Salah satu siswa SMAN 11 Semarang, Albani Telanai (16) mengatakan sistem lima hari maupun enam hari sekolah pada dasarnya sama saja melelahkan.
"Saya sendiri tidak terlalu mempermasalahkan sistem lima atau enam hari sekolah, karena sebetulnya akumulasi dari dua sistem tersebut pasti sama dan hasil akhirnya adalah sama-sama melelahkan," kata Albani saat dihubungi detikJateng, Minggu (23/11/2025)
Menurutnya, sisi positif enam hari sekolah membuat porsi pembelajaran harian berpotensi lebih singkat. Tetapi hal itu juga mengorbankan waktu istirahat siswa.
"Kebijakan yang sering berubah ini pasti mengganggu stabilitas siswa, karena para siswa siswi cenderung akan mempermasalahkan waktu daripada fungsi," ujarnya.
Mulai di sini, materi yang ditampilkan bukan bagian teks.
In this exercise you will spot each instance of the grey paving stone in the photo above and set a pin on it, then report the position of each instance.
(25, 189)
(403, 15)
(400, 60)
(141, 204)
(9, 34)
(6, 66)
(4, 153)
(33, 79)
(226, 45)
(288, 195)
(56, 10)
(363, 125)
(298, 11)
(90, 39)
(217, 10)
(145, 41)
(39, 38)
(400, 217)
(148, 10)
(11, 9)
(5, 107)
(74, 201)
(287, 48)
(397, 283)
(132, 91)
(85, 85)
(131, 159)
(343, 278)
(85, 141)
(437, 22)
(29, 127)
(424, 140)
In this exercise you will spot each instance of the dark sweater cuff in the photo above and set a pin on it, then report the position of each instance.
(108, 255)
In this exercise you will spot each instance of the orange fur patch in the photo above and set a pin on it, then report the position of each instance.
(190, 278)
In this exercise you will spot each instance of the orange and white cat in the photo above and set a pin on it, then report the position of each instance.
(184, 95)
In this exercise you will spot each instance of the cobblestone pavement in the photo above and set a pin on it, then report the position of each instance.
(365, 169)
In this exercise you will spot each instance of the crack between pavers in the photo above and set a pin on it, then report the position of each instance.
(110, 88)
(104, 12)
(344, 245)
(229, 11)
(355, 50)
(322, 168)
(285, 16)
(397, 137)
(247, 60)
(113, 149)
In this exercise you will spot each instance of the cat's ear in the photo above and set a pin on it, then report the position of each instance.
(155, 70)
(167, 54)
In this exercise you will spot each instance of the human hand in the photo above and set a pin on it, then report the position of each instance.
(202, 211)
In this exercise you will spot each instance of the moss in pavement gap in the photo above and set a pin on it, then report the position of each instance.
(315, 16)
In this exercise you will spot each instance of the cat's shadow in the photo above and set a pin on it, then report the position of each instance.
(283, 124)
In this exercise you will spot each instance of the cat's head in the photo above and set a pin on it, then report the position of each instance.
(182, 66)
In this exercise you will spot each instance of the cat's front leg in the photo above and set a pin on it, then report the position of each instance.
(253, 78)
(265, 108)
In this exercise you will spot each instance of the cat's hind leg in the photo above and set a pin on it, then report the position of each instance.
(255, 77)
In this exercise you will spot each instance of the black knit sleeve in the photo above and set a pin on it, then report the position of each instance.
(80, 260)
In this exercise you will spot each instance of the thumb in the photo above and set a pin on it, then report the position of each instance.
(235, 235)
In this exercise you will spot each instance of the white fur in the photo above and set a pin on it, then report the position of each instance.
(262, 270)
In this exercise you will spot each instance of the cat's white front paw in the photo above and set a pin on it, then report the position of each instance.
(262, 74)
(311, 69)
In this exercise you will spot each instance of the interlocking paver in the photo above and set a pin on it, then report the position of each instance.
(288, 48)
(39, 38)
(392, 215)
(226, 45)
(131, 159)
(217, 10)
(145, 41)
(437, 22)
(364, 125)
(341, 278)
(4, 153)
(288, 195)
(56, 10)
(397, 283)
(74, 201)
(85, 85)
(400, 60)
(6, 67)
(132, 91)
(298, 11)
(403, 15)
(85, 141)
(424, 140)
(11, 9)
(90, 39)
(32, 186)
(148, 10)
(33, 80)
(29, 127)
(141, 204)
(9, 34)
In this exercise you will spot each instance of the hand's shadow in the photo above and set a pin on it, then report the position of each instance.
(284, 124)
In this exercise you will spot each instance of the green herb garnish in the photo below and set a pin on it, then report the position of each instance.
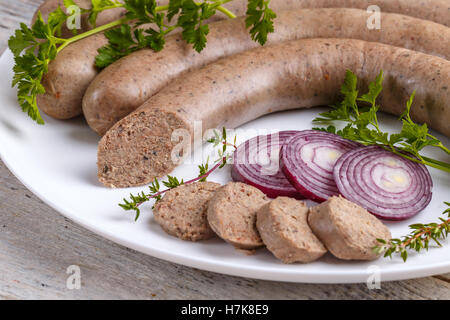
(418, 239)
(35, 47)
(360, 115)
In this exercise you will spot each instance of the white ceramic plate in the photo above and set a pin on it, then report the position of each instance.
(57, 162)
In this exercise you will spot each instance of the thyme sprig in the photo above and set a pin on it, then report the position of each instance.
(360, 115)
(419, 238)
(220, 139)
(36, 46)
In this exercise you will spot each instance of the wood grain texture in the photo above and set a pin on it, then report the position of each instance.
(37, 245)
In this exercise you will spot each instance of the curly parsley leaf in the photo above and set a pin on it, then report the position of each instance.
(260, 18)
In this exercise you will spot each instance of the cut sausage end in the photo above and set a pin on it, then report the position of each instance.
(136, 152)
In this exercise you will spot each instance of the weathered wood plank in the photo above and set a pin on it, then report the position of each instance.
(37, 245)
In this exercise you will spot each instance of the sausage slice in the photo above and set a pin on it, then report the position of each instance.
(347, 230)
(182, 211)
(284, 229)
(232, 214)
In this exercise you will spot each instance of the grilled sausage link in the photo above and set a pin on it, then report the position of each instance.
(243, 87)
(128, 83)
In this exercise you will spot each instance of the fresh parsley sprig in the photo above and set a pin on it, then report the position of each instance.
(35, 47)
(135, 201)
(419, 238)
(360, 114)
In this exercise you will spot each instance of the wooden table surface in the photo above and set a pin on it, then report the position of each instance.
(37, 245)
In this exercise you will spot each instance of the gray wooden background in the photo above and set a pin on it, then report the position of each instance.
(37, 245)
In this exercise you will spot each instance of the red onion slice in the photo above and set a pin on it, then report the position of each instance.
(256, 162)
(388, 185)
(308, 159)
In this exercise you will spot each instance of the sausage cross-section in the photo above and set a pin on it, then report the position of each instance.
(349, 231)
(243, 87)
(182, 211)
(232, 214)
(283, 227)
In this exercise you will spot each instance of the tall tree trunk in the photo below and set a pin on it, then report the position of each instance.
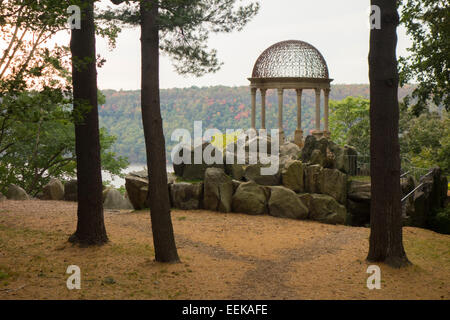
(386, 243)
(158, 193)
(90, 227)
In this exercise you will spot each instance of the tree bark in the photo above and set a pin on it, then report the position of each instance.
(386, 243)
(158, 192)
(90, 226)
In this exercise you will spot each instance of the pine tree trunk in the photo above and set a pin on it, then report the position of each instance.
(386, 243)
(90, 227)
(158, 193)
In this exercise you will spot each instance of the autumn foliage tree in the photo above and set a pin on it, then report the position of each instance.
(181, 29)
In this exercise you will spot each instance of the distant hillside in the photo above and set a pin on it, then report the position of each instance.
(219, 107)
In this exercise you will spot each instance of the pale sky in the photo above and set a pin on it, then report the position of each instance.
(339, 29)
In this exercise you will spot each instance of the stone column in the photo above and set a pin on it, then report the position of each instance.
(280, 114)
(263, 108)
(316, 132)
(326, 130)
(298, 137)
(253, 90)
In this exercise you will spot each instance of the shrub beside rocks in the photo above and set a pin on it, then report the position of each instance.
(218, 190)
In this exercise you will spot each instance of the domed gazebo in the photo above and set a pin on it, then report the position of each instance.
(295, 65)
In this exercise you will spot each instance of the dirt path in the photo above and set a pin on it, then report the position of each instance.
(224, 256)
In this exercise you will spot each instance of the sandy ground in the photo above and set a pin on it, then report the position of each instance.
(223, 256)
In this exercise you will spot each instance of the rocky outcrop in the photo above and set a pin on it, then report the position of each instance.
(285, 203)
(326, 209)
(137, 190)
(250, 198)
(290, 149)
(313, 179)
(16, 193)
(253, 173)
(113, 199)
(329, 155)
(193, 171)
(359, 190)
(71, 190)
(334, 183)
(218, 190)
(186, 196)
(54, 190)
(292, 176)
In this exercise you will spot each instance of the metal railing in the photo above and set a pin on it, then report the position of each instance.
(416, 188)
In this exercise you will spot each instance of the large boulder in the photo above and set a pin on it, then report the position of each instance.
(253, 173)
(292, 176)
(54, 190)
(71, 190)
(334, 183)
(359, 190)
(250, 198)
(16, 193)
(236, 171)
(137, 190)
(186, 196)
(113, 199)
(193, 170)
(326, 209)
(313, 179)
(329, 155)
(218, 190)
(284, 203)
(290, 149)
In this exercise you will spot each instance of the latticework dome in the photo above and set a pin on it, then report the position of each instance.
(291, 59)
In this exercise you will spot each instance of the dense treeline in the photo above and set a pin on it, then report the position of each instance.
(218, 107)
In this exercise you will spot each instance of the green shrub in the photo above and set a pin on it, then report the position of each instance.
(441, 221)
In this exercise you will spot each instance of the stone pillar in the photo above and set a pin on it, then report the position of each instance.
(263, 108)
(316, 132)
(280, 114)
(253, 108)
(326, 129)
(298, 137)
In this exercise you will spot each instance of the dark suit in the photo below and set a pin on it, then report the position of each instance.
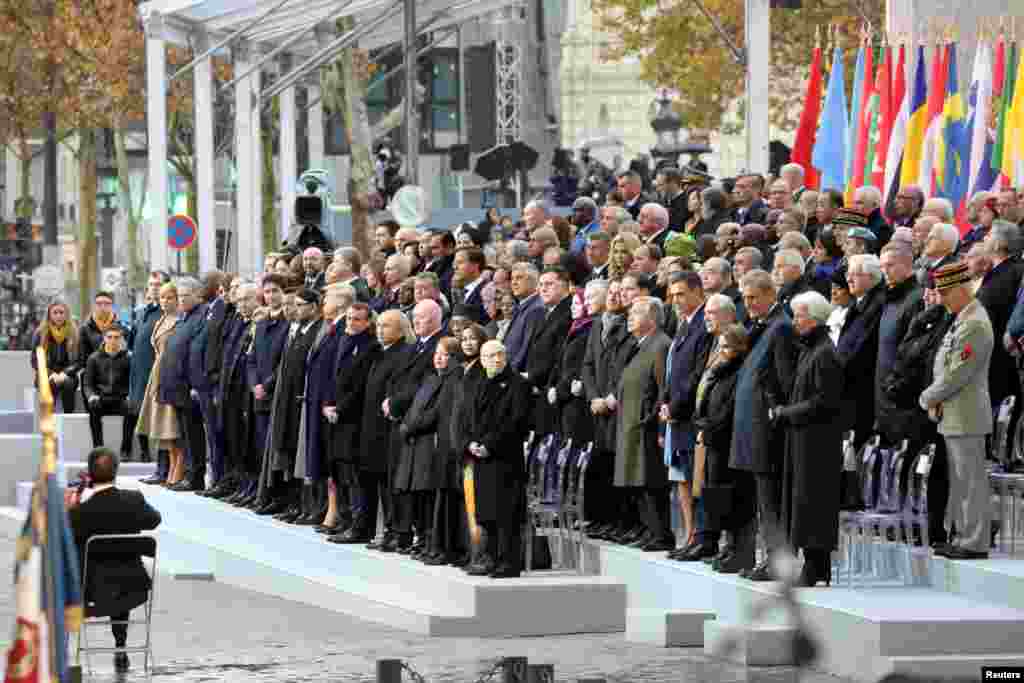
(375, 434)
(116, 584)
(175, 389)
(542, 360)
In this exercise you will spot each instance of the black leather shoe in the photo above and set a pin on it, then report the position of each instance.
(504, 572)
(698, 552)
(350, 538)
(958, 553)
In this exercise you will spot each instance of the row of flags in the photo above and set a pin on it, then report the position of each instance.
(892, 133)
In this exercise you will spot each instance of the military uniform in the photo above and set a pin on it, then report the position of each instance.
(960, 393)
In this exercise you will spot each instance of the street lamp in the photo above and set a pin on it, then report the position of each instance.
(668, 126)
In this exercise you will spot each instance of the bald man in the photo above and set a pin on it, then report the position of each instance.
(401, 389)
(493, 444)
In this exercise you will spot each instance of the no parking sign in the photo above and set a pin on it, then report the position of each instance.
(180, 231)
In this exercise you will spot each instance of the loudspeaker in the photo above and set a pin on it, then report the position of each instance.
(459, 157)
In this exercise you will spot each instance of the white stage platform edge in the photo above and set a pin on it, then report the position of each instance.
(864, 632)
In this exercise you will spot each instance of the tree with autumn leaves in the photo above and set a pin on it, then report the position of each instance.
(679, 47)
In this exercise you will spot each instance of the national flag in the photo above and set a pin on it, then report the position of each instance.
(916, 100)
(897, 134)
(830, 143)
(1013, 151)
(951, 144)
(856, 107)
(861, 124)
(1006, 96)
(979, 139)
(887, 116)
(803, 147)
(936, 104)
(47, 587)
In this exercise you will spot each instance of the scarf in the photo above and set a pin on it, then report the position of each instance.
(58, 335)
(103, 323)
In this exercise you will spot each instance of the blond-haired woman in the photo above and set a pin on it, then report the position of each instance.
(58, 337)
(156, 420)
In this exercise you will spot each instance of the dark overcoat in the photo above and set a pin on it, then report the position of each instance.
(813, 445)
(500, 421)
(764, 381)
(142, 354)
(320, 392)
(576, 420)
(601, 369)
(290, 387)
(375, 427)
(639, 461)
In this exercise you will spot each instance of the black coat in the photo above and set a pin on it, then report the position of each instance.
(858, 353)
(351, 366)
(142, 353)
(602, 366)
(422, 465)
(290, 389)
(764, 381)
(500, 421)
(262, 364)
(542, 359)
(116, 583)
(108, 376)
(375, 427)
(813, 445)
(998, 295)
(576, 420)
(89, 341)
(320, 392)
(174, 385)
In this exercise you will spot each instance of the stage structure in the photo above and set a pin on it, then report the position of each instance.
(294, 39)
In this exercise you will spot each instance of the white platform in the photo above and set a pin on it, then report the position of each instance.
(200, 536)
(864, 633)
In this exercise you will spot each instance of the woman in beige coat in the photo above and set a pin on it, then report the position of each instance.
(156, 420)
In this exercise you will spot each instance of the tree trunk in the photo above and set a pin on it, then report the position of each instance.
(192, 254)
(352, 104)
(136, 269)
(87, 217)
(25, 206)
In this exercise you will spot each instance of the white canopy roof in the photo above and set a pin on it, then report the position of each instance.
(287, 17)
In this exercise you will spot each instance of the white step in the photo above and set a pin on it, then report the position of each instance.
(678, 628)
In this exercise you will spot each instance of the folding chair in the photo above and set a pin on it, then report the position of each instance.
(118, 544)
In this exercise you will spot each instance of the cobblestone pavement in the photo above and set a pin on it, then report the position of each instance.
(205, 631)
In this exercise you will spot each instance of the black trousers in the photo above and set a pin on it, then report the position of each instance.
(653, 506)
(450, 532)
(120, 631)
(107, 407)
(769, 493)
(376, 491)
(194, 436)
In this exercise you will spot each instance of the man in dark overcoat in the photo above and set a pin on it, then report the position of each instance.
(278, 476)
(375, 427)
(498, 426)
(764, 382)
(427, 317)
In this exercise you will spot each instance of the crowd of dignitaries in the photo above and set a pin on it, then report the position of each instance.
(713, 342)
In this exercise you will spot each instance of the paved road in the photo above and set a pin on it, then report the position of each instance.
(206, 632)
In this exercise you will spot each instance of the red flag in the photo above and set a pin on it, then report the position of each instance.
(887, 117)
(804, 145)
(864, 124)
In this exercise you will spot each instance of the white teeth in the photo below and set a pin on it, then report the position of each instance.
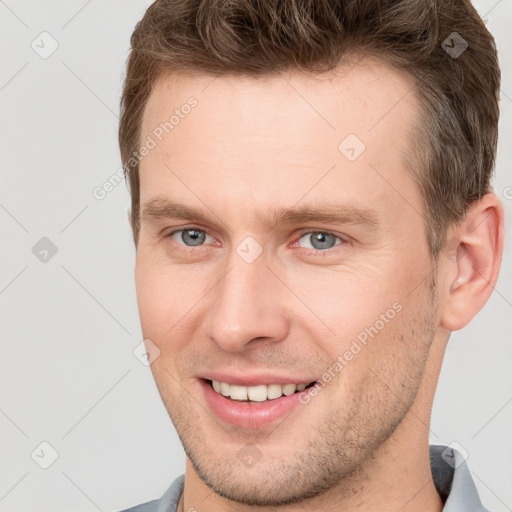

"Lama-kelamaan sekolah hanya dijadikan pengisi waktu luang dibanding mencari ilmu, karena mutu kualitasnya tidak pernah diutamakan," lanjutnya.
Menurut dia, pemerintah seharusnya berfokus meningkatkan kesejahteraan dan kualitas tenaga pendidik.
"Seharusnya pemerintah lebih mengedepankan kesejahteraan tenaga pendidik daripada asik mengubah jam saja. Karena sebetulnya yang kurang dari pendidikan saat ini adalah kualitas pendidikannya, bukan jam belajarnya," ucapnya.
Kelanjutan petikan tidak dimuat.